Why he's a trial attorney:

Cardenas-Navia said that when he was a first-year associate, he was fortunate to attend two week-long trials back to back in the district of Delaware where he got to see a lot of strong trial attorneys early on. After that, he was hooked.

"When you're in court and when you're at trial, you're trying to put together your narrative and do whatever you can to persuade the jury to see things the way you believe they should be seen using a mix of logic, emotion, common sense, showmanship, whatever it takes to just try to get them to see it from a certain perspective," Cardenas-Navia said.

He said he finds that skill set fascinating and incredibly rewarding for that moment where the jurors can be seen nodding along and you can sense the jury is having that "a-ha" moment.

Other notable cases:

Cardenas-Navia was part of the legal team representing tech start-up Droplets, which he said developed technology that makes web pages dynamic, in a suit against Yahoo.

After a three-week trial, a California federal jury found in March 2022 that Yahoo owed Droplets $15 million.

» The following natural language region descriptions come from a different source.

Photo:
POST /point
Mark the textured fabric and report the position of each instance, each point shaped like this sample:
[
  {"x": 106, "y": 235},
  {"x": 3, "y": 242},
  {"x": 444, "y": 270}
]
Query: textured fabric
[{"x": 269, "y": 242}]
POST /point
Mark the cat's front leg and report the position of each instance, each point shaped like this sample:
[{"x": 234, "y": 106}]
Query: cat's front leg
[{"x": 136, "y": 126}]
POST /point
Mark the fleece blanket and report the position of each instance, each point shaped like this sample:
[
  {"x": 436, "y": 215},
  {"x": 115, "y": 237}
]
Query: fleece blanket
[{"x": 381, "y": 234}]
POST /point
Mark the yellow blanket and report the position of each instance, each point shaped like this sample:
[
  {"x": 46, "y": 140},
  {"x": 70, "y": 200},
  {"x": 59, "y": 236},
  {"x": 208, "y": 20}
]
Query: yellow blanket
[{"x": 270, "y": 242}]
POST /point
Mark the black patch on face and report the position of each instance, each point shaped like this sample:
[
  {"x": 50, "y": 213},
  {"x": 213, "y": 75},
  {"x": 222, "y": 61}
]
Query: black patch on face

The firm then won its post-trial bid for pre- and post-judgment interest, bringing the total award to more than $27 million.

Cardenas-Navia is also representing VideoLabs Inc. in a series of cases. He worked on a case against Amazon in 2022, where VideoLabs sued Amazon, accusing it of infringing three of its video technology patents that were developed by engineers at Panasonic.

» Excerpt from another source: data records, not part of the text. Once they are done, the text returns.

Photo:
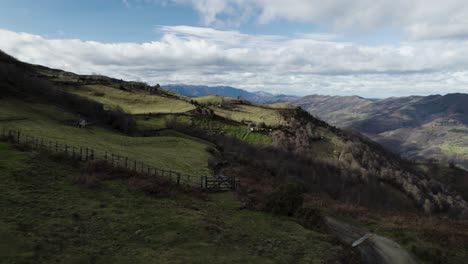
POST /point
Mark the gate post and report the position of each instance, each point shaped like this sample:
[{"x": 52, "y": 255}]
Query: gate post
[{"x": 203, "y": 183}]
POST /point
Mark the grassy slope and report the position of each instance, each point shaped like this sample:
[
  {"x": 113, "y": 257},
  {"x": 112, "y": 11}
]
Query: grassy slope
[
  {"x": 134, "y": 103},
  {"x": 173, "y": 152},
  {"x": 45, "y": 218}
]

VideoLabs sued in the Western District of Texas, but Amazon wanted the case transferred to the Western District of Washington, where it is headquartered. U.S. District Judge Alan D. Albright granted the motion in October 2022, but VideoLabs quickly filed a motion asking him to reconsider.

Cardenas-Navia said there was a separate motion that they thought should have been decided before the motion transfer because they thought it actually could resolve the motion transfer in their favor.

But because the case had already effectively transferred to Seattle, Judge Albright had to ask U.S. District Judge James L. Robart to pass the case back so he could make a decision. Judge Robart agreed.

Not long after, the parties told Judge Albright they had reached an agreement in principle.

How the legal industry will change over the next 10 years:

There's been some progress on more federal judges being appointed, Cardenas-Navia said, and he hopes that continues.

"People never really want to end up in litigation, but if they do, hopefully it's resolved relatively quickly and doesn't need to drag on for five, six, seven years," he said. "The judges are really trying, but their dockets are huge. So hopefully more judges will help that and that'll really help resolve disputes more quickly and more equitably."